No one is complaining A is not B. Everyone is complaining that macOS lacks some fairly basic UX options and is being neglected by Apple which corrects these flaws at a glacial pace.
I'm not sure. Yes, latest macOS versions do have their share of misguided decisions, but at least most of the time it still feels like it's built by people knowing what they're doing and what their users need. It feels like there's some sort of contention going on between those who want shitloads of whitespace and other attributes of "UI like an art piece", and those who want their users to have great, empowering, and easy to use tools.
For something that the selling point is it looks like MacOS, it doesn't actually look anything like MacOS in the ways that someone who cares about that would care about.
People who care about how their OS looks and feels are extremely detail orientated in whats correct and what isn't in their OS. E.g there absolutely should not be in window menus for anything trying to replicate MacOS.
No, MacOS is an opinionated OS, well known for the droves of armchair UI designers smugly criticizing it while they keep buying the hardware. It has been that way since forever.
Based on this one comment, I think you should learn to disambiguate between facts and your subjective opinion.
We all have our preferences, obviously, but to assert that MacOS UI is 'a masterclass in bad design and lackluster features' is a grandiose exaggeration stated as fact.
Apple is seen as a company that cares about simplicity and user experience. If a feature is confusing to many, mostly because the behavior depends on application and window size, we should expect them to refine it.

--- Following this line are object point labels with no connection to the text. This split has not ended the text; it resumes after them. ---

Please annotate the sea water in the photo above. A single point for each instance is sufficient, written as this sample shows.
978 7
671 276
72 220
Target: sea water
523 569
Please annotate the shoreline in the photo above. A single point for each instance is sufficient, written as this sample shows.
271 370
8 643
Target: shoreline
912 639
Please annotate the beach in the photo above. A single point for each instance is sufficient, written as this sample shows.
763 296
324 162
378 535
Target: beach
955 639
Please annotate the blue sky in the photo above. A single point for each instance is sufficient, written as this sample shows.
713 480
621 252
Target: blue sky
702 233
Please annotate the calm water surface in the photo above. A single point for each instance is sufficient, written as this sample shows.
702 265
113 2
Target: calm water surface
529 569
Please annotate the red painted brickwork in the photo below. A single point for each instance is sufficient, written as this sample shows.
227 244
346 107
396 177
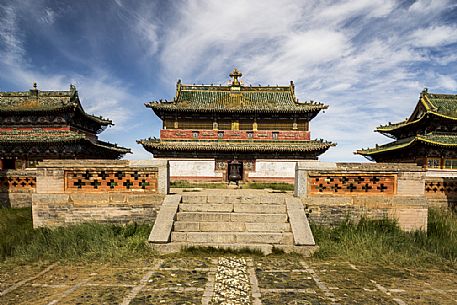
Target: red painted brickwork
352 185
261 135
17 184
33 128
110 181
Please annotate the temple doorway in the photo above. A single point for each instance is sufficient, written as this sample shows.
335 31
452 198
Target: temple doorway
235 171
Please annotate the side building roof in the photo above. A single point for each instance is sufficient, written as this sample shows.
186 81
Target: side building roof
235 98
432 139
36 100
430 105
18 142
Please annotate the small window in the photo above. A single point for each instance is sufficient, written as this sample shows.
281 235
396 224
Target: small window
195 134
433 162
450 163
275 135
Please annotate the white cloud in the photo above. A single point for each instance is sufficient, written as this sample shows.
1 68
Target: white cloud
48 16
434 36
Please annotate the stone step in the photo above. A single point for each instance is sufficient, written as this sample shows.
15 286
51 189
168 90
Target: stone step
268 199
184 226
234 237
266 249
230 217
264 208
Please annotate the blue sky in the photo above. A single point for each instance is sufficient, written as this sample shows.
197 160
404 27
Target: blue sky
367 59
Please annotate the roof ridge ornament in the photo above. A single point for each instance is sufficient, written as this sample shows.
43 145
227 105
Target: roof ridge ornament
34 91
235 74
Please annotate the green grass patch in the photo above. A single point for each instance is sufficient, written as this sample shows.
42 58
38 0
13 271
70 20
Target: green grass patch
88 241
280 186
381 241
205 185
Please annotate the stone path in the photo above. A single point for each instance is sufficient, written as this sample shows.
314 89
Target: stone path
225 280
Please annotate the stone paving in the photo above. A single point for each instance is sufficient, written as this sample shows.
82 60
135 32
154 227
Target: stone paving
255 280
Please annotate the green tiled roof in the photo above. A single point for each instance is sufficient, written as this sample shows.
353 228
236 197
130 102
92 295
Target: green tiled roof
236 98
36 100
231 145
39 135
433 138
440 105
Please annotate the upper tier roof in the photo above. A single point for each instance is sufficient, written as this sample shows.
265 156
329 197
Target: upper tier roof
432 138
235 98
36 100
432 104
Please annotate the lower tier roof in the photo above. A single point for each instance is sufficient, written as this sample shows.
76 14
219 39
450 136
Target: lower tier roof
433 138
17 143
236 146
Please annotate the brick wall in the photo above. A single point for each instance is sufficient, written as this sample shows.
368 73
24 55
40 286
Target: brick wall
335 192
98 190
187 134
17 187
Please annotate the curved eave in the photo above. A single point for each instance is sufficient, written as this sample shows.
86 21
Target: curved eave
390 147
63 108
230 146
158 109
99 120
113 147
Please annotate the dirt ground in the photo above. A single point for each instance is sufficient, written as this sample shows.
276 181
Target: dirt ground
188 280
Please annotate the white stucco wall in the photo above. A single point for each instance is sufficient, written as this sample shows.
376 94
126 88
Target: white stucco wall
193 168
274 168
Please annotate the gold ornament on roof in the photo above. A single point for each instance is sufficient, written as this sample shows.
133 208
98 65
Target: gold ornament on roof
235 74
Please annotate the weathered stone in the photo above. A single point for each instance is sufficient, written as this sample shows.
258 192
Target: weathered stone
163 225
247 217
205 207
202 216
267 227
259 208
222 226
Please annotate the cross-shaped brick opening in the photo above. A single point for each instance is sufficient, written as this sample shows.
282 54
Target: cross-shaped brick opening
127 184
144 184
351 187
366 187
135 175
336 187
321 188
374 179
382 187
79 183
112 184
95 184
120 175
103 175
87 175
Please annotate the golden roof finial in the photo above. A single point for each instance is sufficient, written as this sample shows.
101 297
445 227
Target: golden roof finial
235 74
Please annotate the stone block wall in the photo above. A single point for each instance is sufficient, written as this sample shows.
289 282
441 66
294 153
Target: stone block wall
335 192
17 187
441 188
114 191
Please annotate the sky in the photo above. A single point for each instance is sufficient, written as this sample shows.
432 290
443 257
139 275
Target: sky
367 59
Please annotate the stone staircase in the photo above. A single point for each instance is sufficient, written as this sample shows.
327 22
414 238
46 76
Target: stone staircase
233 219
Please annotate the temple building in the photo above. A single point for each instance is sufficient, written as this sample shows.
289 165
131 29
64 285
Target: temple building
37 125
214 133
428 137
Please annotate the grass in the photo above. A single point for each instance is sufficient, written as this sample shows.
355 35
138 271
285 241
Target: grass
206 185
368 241
87 241
382 241
280 186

Claiming that such users are "wrong" because it works fine for somebody who has used Mac for the last 20 years completely misses the point.
It would be interesting to have some insight into how much UX / UI goes into macOS and Windows releases, especially if things are tested with representative, non-technical users and then sent back for changes. My cynical take aligns with yours, for every clever small touch there seems to be a half-dozen awkward design choices to work around.

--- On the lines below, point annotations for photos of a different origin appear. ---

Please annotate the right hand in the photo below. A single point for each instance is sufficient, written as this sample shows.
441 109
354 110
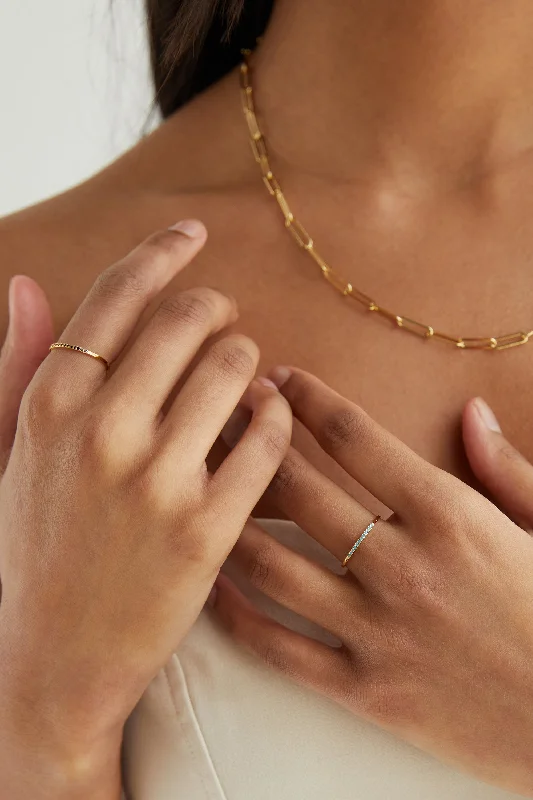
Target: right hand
112 531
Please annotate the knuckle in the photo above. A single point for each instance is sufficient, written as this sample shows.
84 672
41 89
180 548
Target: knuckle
344 427
275 655
274 439
127 279
262 569
232 358
187 308
288 476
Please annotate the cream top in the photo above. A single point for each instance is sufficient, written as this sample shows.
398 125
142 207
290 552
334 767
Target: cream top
216 724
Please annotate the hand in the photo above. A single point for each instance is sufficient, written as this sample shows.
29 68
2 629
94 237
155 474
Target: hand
112 531
434 613
28 338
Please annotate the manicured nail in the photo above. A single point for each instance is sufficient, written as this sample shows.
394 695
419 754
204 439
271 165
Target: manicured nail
192 228
11 307
268 383
280 375
487 415
211 600
235 426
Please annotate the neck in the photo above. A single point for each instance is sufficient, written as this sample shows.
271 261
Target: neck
432 91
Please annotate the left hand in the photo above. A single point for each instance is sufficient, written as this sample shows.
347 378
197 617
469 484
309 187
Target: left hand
434 614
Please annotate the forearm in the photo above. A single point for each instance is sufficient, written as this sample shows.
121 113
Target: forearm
30 769
48 760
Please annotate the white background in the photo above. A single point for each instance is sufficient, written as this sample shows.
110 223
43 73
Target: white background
74 92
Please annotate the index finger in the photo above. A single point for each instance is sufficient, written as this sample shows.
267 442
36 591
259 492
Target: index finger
109 314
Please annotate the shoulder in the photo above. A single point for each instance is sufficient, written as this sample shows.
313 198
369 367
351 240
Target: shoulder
184 168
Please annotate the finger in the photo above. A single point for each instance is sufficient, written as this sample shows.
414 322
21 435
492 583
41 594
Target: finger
191 427
497 464
110 312
164 350
29 336
323 509
296 582
308 662
248 469
370 454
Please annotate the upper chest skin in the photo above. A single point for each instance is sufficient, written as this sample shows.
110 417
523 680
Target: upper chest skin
464 268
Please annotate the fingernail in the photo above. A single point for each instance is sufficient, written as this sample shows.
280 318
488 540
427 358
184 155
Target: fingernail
268 383
235 426
192 228
11 309
211 600
487 415
280 375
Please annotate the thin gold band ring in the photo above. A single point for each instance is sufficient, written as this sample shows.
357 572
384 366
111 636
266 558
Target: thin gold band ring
78 349
361 539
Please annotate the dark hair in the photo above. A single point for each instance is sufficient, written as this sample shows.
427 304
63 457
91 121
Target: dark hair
193 43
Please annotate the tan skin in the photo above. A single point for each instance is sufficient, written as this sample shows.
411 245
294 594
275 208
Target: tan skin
419 169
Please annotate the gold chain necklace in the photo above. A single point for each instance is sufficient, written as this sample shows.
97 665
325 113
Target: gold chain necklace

> following the Apple guidance, where all apps should look like they were made by the same company
Mac users don't want all GUI apps to look alike; however, they should follow macOS UI/UX guidelines regarding copy/paste, drag and drop, keyboard conventions, etc. The whole point is to not have users having to relearn these basics for every new application.

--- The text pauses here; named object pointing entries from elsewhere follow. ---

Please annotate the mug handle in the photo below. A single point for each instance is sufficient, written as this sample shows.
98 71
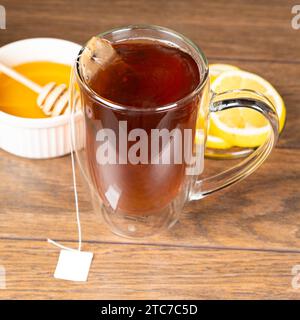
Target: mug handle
237 99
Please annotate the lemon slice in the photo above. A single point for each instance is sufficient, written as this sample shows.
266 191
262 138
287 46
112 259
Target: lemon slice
244 127
217 143
214 71
217 68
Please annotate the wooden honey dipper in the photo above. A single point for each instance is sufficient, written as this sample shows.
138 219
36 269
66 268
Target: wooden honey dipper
52 98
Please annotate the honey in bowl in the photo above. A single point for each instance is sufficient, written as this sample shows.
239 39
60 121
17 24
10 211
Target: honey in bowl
18 100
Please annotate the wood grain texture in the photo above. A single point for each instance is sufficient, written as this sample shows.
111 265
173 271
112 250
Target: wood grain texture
139 272
241 242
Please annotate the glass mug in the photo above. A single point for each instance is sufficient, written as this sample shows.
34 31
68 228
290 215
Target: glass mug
141 197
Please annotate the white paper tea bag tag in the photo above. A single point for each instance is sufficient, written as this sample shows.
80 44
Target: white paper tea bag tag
73 265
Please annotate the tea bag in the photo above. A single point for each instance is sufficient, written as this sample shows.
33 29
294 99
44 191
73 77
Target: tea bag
98 53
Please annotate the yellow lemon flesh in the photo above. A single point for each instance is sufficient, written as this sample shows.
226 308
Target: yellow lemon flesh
243 127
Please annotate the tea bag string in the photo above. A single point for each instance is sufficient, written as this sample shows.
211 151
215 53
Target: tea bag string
75 195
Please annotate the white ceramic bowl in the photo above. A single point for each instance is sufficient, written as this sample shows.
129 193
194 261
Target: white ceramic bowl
38 138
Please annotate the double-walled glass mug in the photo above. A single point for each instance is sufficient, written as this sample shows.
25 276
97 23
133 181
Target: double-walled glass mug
142 164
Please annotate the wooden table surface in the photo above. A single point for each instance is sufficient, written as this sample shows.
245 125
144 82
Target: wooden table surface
239 243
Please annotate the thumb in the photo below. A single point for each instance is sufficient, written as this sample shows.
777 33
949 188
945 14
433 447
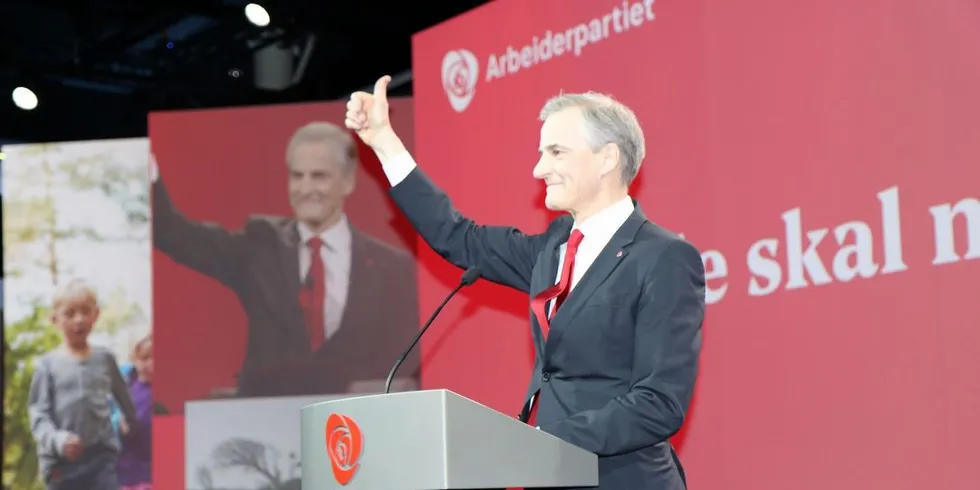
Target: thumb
381 88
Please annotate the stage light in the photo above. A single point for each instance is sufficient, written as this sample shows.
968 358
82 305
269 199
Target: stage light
24 98
257 14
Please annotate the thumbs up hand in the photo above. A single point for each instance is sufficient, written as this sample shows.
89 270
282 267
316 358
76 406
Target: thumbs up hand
367 114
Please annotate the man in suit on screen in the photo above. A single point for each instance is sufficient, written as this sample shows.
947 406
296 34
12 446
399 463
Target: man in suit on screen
617 302
327 305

Developers generally get these conventions "for free" by using the frameworks built-in to macOS. That doesn't prevent developers from creating custom, stylized interfaces if that's what's needed.
Even Apple's pro apps (Final Cut, Logic, etc.) look quite different from those that are bundled with macOS such as iMovie and Garageband.
I think the point he's making is that a lot of the UI elements don't quite look or feel right, kind of like how a lot of Adobe CS apps have "native" dialogues full of weird mistakes.
Sometimes little look and feel things have a huge impact on how people react to apps: I remember (and I could be wrong, it's been a while) pretty much instantly not liking Opera on OS X when I first tried it since it had smooth scrolling turned on by default, something almost no Cocoa apps do.
That doesn't even bother me as long as things work properly.
You can accept my unqualified opinion or not as is your wont. The failings of recent releases of MacOS are well documented online if you do a search for them.
with every release macos introduces design elements that are inconsistent with apples own design language, and/or simply horrible (like the notifications icon in preferences _with_ a dot).
esp big sur moved in a big way to a more fisher price look.
that it all seems more consistent than all the rest is just a sad statement more about them than apple...
I gotta say, most of these things complaining about macOS UI read like people expecting it to behave exactly like Windows, rather than any objective flaws in how it works.
The design choices to be different really grind my gears. For example the window close buttons. There's no reason for a western user group to put action buttons on the top left of the window, but Mac did it, to be different.
Comparing to the level of inconsistencies that you see in Windows (terrific), that slight UI bugs are almost unnoticeable. Imagine that you will see “aqua” buttons and striped background when you open some built-in app or UI in Mac OS? It absolutely impossible.
The thing is, I just don’t see the problem. I upgraded from Mojave last week, noted that the UI is slightly different, and… that’s it. Everything still works fine, the UI looks a little more similar to the iPad, and I figured that was probably the main reason - since people will be running iOS apps on Macs going forward, there’s been an effort to introduce some more consistency. I find it incredibly hard to get worked up about it.